Another problem concerns undesirable discrimination. Suppose a health insurance wants to incentivize certain kinds of “healthy” diets – by reducing tariffs for people who eat more salad and less meat, for example. As a side effect, it would then be likely that men will pay different tariffs from women, and Christians, Jews, and Muslims would on average pay different tariffs as well, just because of their different religious and cultural traditions. Such effects are considered discriminatory and need to be avoided. If one, furthermore, wants to avoid discrimination based on age, sexual orientation and other features that should not be discriminated against, Big Data analytics becomes a quite sophisticated challenge.
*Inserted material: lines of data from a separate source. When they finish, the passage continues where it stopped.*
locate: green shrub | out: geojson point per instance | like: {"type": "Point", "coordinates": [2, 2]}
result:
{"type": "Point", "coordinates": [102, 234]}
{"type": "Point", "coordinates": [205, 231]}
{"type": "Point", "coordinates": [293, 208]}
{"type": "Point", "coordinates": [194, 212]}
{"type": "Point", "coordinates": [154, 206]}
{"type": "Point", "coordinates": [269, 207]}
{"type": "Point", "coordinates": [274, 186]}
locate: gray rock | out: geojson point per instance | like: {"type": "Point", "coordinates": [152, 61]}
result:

Last but not least, even Big Data analytics will produce errors of first kind and of second kind, i.e. false alarms and alarms that don’t go off. This is a problem for many medical tests. Say, a medical test costs x and a correct diagnosis creates a benefit of y, while a wrong one will cause a damage of z. Moreover, assume that that the test is correct with probability p and incorrect with probability (1-p). Then, the overall utility of the test is u = – x + p*y – (1-p)*z, which might be neutral or even negative, depending on the impact of wrong diagnoses. For example, false negatives are an issue for many kinds of cancer, and it is therefore sometimes advised, not to test the entire population.
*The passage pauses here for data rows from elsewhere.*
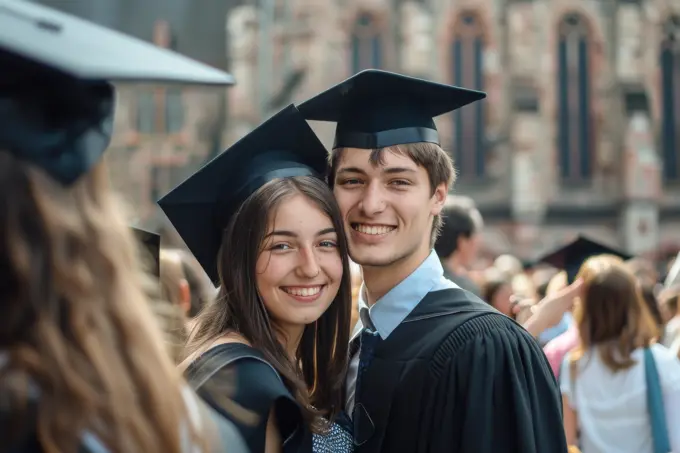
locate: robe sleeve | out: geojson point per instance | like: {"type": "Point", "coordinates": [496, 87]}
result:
{"type": "Point", "coordinates": [495, 391]}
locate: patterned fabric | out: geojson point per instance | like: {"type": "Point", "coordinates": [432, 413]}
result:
{"type": "Point", "coordinates": [337, 440]}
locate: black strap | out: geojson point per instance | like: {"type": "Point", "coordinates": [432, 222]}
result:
{"type": "Point", "coordinates": [201, 373]}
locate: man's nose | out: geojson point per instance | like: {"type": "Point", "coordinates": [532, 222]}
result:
{"type": "Point", "coordinates": [373, 201]}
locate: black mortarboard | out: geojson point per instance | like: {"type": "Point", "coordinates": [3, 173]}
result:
{"type": "Point", "coordinates": [150, 244]}
{"type": "Point", "coordinates": [376, 109]}
{"type": "Point", "coordinates": [56, 105]}
{"type": "Point", "coordinates": [201, 207]}
{"type": "Point", "coordinates": [571, 256]}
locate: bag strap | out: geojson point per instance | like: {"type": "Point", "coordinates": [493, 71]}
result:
{"type": "Point", "coordinates": [655, 405]}
{"type": "Point", "coordinates": [198, 375]}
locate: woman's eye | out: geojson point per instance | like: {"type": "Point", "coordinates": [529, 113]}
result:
{"type": "Point", "coordinates": [349, 182]}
In conclusion, the scientific method is absolutely indispensable to make sense of Big Data, i.e. to refine raw data into reliable information and useful knowledge. Hence, Big Data is not the end of theory, but rather the beginning.

A good example to illustrate this is the example of flu prediction. When the spatio-temporal spreading of the flu is studied, one will often find a wide scattering of the data and a low predictive power. This is related to the fact that the spreading of the flu is related to air travel. However, it is possible to use data of the passenger volumes of air travel to define an effective distance between cities, where cities with high mutual passenger flows are located next to each other. In this effective distance representation, the spreading pattern becomes circular and predictable. This approach makes it possible to identify the likely city in which a new disease emerged and to forecast the likely order in which cities will be suffering from the flu. Hence, it is possible to take proactive measures to fight the disease more effectively.
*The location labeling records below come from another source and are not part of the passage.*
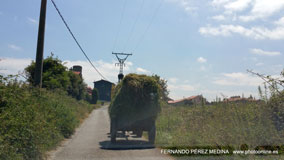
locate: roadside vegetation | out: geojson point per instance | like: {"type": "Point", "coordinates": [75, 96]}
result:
{"type": "Point", "coordinates": [232, 126]}
{"type": "Point", "coordinates": [33, 120]}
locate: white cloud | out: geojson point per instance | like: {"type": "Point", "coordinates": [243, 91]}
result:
{"type": "Point", "coordinates": [33, 21]}
{"type": "Point", "coordinates": [203, 68]}
{"type": "Point", "coordinates": [219, 17]}
{"type": "Point", "coordinates": [259, 64]}
{"type": "Point", "coordinates": [141, 70]}
{"type": "Point", "coordinates": [264, 53]}
{"type": "Point", "coordinates": [14, 47]}
{"type": "Point", "coordinates": [237, 79]}
{"type": "Point", "coordinates": [173, 80]}
{"type": "Point", "coordinates": [186, 5]}
{"type": "Point", "coordinates": [254, 32]}
{"type": "Point", "coordinates": [250, 10]}
{"type": "Point", "coordinates": [264, 8]}
{"type": "Point", "coordinates": [280, 22]}
{"type": "Point", "coordinates": [201, 60]}
{"type": "Point", "coordinates": [237, 5]}
{"type": "Point", "coordinates": [13, 65]}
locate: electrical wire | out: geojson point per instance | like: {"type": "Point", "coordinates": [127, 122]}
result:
{"type": "Point", "coordinates": [119, 26]}
{"type": "Point", "coordinates": [134, 24]}
{"type": "Point", "coordinates": [62, 18]}
{"type": "Point", "coordinates": [149, 25]}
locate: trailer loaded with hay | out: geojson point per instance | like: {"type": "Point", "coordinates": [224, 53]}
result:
{"type": "Point", "coordinates": [135, 106]}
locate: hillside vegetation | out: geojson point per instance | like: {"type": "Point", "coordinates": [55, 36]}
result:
{"type": "Point", "coordinates": [33, 121]}
{"type": "Point", "coordinates": [232, 126]}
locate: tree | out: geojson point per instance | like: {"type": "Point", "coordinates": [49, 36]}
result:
{"type": "Point", "coordinates": [164, 87]}
{"type": "Point", "coordinates": [56, 76]}
{"type": "Point", "coordinates": [95, 96]}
Pitfalls of Machine Learning and Artificial Intelligence

With the rise of machine learning methods, new hopes emerged that the previously mentioned problems could be overcome with Artificial Intelligence (AI). The expectation was that, AI systems would sooner or later become superintelligent and capable of performing any task better than humans, at least any specialized task.

In fact, AI systems are now capable of performing many diagnoses more reliably than doctors, e.g. diagnoses of certain kinds of cancer. Such applications can certainly be of tremendous use.

However, AI systems will make errors, too, just perhaps with lower frequency. So, decisions or suggestions of AI systems must be critically questioned, particularly when a decision may have large-scale impact, i.e. when a single mistake can potentially create large damage. This is necessary also because of a serious weakness of most of today’s AI systems: they do not explain how they come to their conclusions. For example, they do not tell us what is the likelihood that the suggestion is based on a spurious correlation. In fact, if AI systems turn correlations into laws (as cybernetic control systems or autonomous systems may do), this could eliminate important freedoms of decision-making.

Last but not least, it has been found that not only humans, but also AI systems can be manipulated. Moreover, intelligent machines are not necessarily objective and fair: they may discriminate people. For example, it has been shown that people of color and women are potential victims of such discrimination, in part because AI systems are typically trained with biased, historical data. So, machine bias is a frequent, undesired side effect and it is a serious risk of machine learning, which must be tested for and properly counter-acted.